In [1]:
import random
import json
from datetime import datetime, timedelta
import torch
from datasets import Dataset
from transformers import (
    AutoModelForCausalLM,
    AutoTokenizer,
    TrainingArguments,
    Trainer,
    DataCollatorForLanguageModeling,
    logging
)
from peft import LoraConfig, get_peft_model

In [2]:
# Enable logging for visibility
logging.set_verbosity_info()

In [3]:
# === Step 1: Preprocess JSON files to flatten 'response' field ===
def flatten_json(input_path):
    with open(input_path, "r") as f:
        raw_data = json.load(f)

    formatted_data = []
    for item in raw_data:
        instruction = item["instruction"].strip()
        response = json.dumps(item["response"], indent=2)  # Convert dict to string
        prompt = f"Instruction: {instruction} \nResponse:\n{response}"
        formatted_data.append({"text": prompt})
    return formatted_data

In [4]:
# Load and flatten train/test datasets
train_data = flatten_json(r"C:\Users\T14 gen2\Documents\SementicSearch\train_data.json")
test_data = flatten_json(r"C:\Users\T14 gen2\Documents\SementicSearch\test_data.json")

In [5]:
# Convert to HuggingFace Dataset objects
train_dataset = Dataset.from_list(train_data)
test_dataset = Dataset.from_list(test_data)

In [6]:
# === Step 2: Load model and tokenizer ===
model_path = r"C:\Users\T14 gen2\Documents\SementicSearch\Tinyllama"
tokenizer = AutoTokenizer.from_pretrained(model_path)
tokenizer.pad_token = tokenizer.eos_token
model = AutoModelForCausalLM.from_pretrained(model_path, device_map="auto")
model.config.pad_token_id = tokenizer.pad_token_id

loading file tokenizer.model
loading file tokenizer.json
loading file added_tokens.json
loading file special_tokens_map.json
loading file tokenizer_config.json
loading file chat_template.jinja
loading configuration file C:\Users\T14 gen2\Documents\SementicSearch\Tinyllama\config.json
Model config LlamaConfig {
  "architectures": [
    "LlamaForCausalLM"
  ],
  "attention_bias": false,
  "attention_dropout": 0.0,
  "bos_token_id": 1,
  "dtype": "bfloat16",
  "eos_token_id": 2,
  "head_dim": 64,
  "hidden_act": "silu",
  "hidden_size": 2048,
  "initializer_range": 0.02,
  "intermediate_size": 5632,
  "max_position_embeddings": 2048,
  "mlp_bias": false,
  "model_type": "llama",
  "num_attention_heads": 32,
  "num_hidden_layers": 22,
  "num_key_value_heads": 4,
  "pretraining_tp": 1,
  "rms_norm_eps": 1e-05,
  "rope_scaling": null,
  "rope_theta": 10000.0,
  "tie_word_embeddings": false,
  "transformers_version": "4.57.1",
  "use_cache": true,
  "vocab_size": 32000
}

loading weights file

In [7]:
# === Step 3: Apply LoRA for efficient fine-tuning ===
lora_config = LoraConfig(
    r=8,
    lora_alpha=16,
    target_modules=["q_proj", "v_proj"],
    lora_dropout=0.05,
    bias="none",
    task_type="CAUSAL_LM",
)

model = get_peft_model(model, lora_config)
model.print_trainable_parameters()

trainable params: 1,126,400 || all params: 1,101,174,784 || trainable%: 0.1023


In [8]:
# === Step 4: Tokenize the dataset ===
def tokenize(batch):
    return tokenizer(batch["text"], truncation=True, padding="max_length", max_length=256)

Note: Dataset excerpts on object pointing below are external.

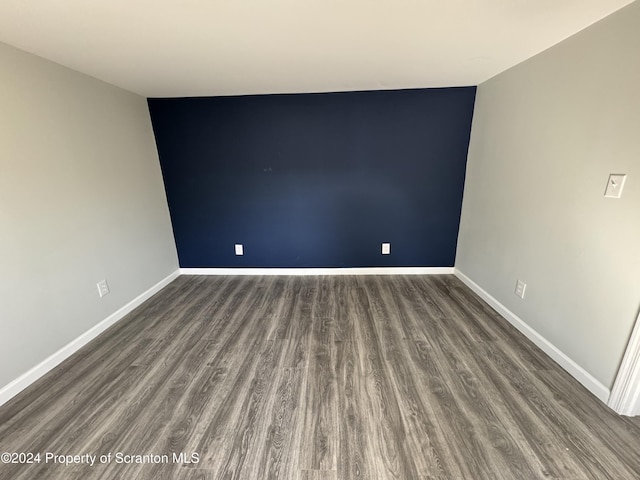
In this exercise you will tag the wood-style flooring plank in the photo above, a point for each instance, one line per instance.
(317, 378)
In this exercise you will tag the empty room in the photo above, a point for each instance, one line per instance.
(320, 240)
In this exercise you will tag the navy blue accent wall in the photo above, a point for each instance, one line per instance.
(315, 180)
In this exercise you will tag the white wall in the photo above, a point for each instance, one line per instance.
(546, 134)
(81, 199)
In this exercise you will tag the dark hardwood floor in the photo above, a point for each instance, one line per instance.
(316, 378)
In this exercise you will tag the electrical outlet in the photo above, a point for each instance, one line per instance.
(614, 185)
(103, 288)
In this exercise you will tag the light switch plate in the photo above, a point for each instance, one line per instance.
(103, 288)
(614, 185)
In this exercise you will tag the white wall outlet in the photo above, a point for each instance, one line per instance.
(103, 288)
(614, 185)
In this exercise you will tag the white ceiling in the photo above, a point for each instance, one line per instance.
(165, 48)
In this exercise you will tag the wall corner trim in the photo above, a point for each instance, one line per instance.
(625, 394)
(575, 370)
(23, 381)
(320, 271)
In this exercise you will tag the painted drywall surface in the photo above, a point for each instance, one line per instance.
(81, 199)
(318, 180)
(546, 135)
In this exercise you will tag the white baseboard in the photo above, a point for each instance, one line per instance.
(575, 370)
(23, 381)
(320, 271)
(625, 394)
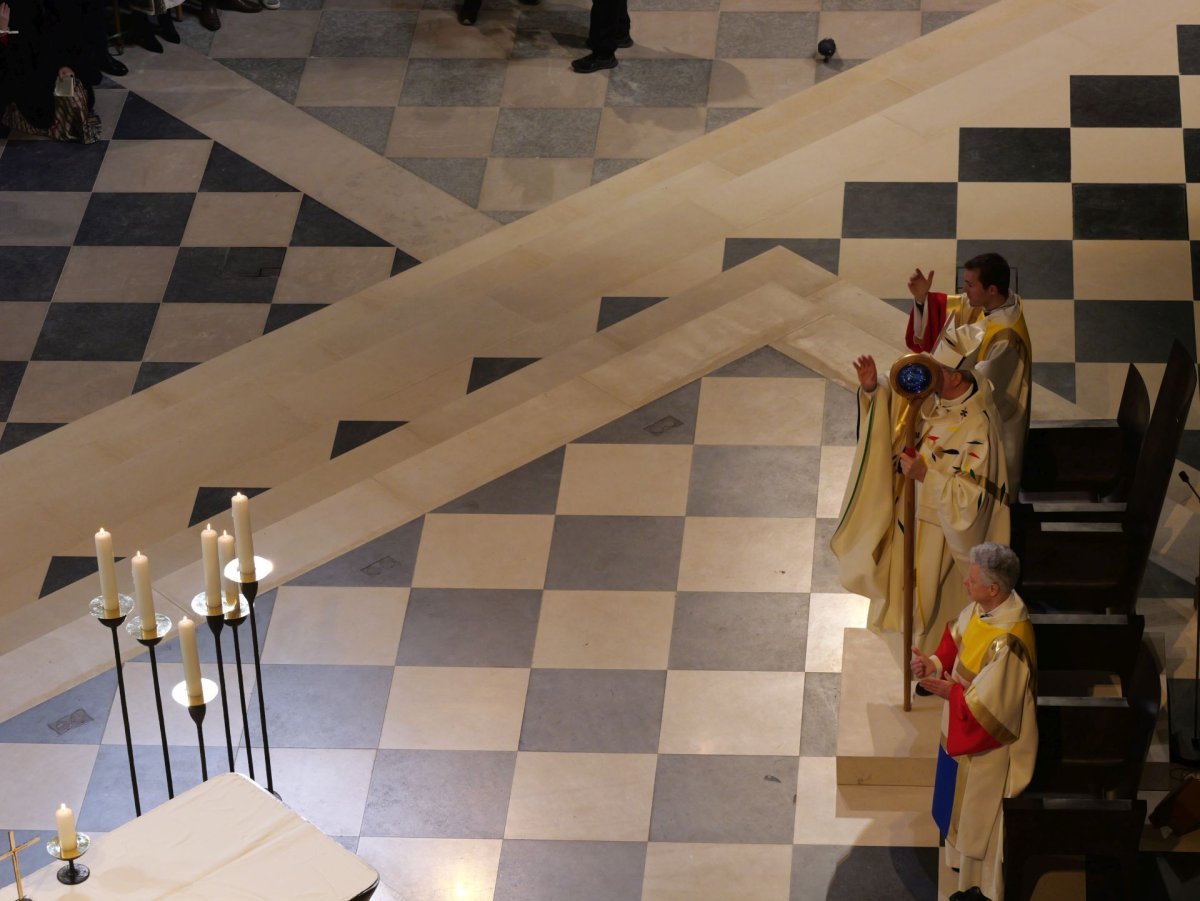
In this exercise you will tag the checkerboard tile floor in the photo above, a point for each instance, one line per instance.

tokenized_train = train_dataset.map(tokenize, batched=True, remove_columns=["text"])
tokenized_test = test_dataset.map(tokenize, batched=True, remove_columns=["text"])

Map:   0%|          | 0/960 [00:00<?, ? examples/s]

Map:   0%|          | 0/240 [00:00<?, ? examples/s]

In [9]:
# === Step 5: Setup data collator ===
data_collator = DataCollatorForLanguageModeling(tokenizer=tokenizer, mlm=False)

In [10]:
# === Step 6: Define training arguments ===
training_args = TrainingArguments(
    output_dir="./tinyllama-finetuned",
    overwrite_output_dir=True,
    num_train_epochs=3,
    per_device_train_batch_size=4,
    gradient_accumulation_steps=4,
    learning_rate=2e-4,
    fp16=torch.cuda.is_available(),
    save_steps=500,
    logging_steps=20,
    save_total_limit=2,
    eval_steps=500,
)

PyTorch: setting up devices
The default value for the training argument `--report_to` will change in v5 (from all installed integrations to none). In v5, you will need to use `--report_to all` to get the same behavior as now. You should start updating your code and make this info disappear :-).


In [11]:
# === Step 7: Setup Trainer ===
trainer = Trainer(
    model=model,
    args=training_args,
    train_dataset=tokenized_train,
    eval_dataset=tokenized_test,
    data_collator=data_collator,
)

The model is already on multiple devices. Skipping the move to device specified in `args`.


In [None]:
# Train the model
trainer.train()

***** Running training *****
  Num examples = 960
  Num Epochs = 3
  Instantaneous batch size per device = 4
  Total train batch size (w. parallel, distributed & accumulation) = 16
  Gradient Accumulation steps = 4
  Total optimization steps = 180
  Number of trainable parameters = 1,126,400


Step,Training Loss
20,1.0074
40,0.4438


In [None]:
# Save final model and tokenizer
trainer.save_model("./tinyllama-finetuned-detailed")
tokenizer.save_pretrained("./tinyllama-finetuned-detailed")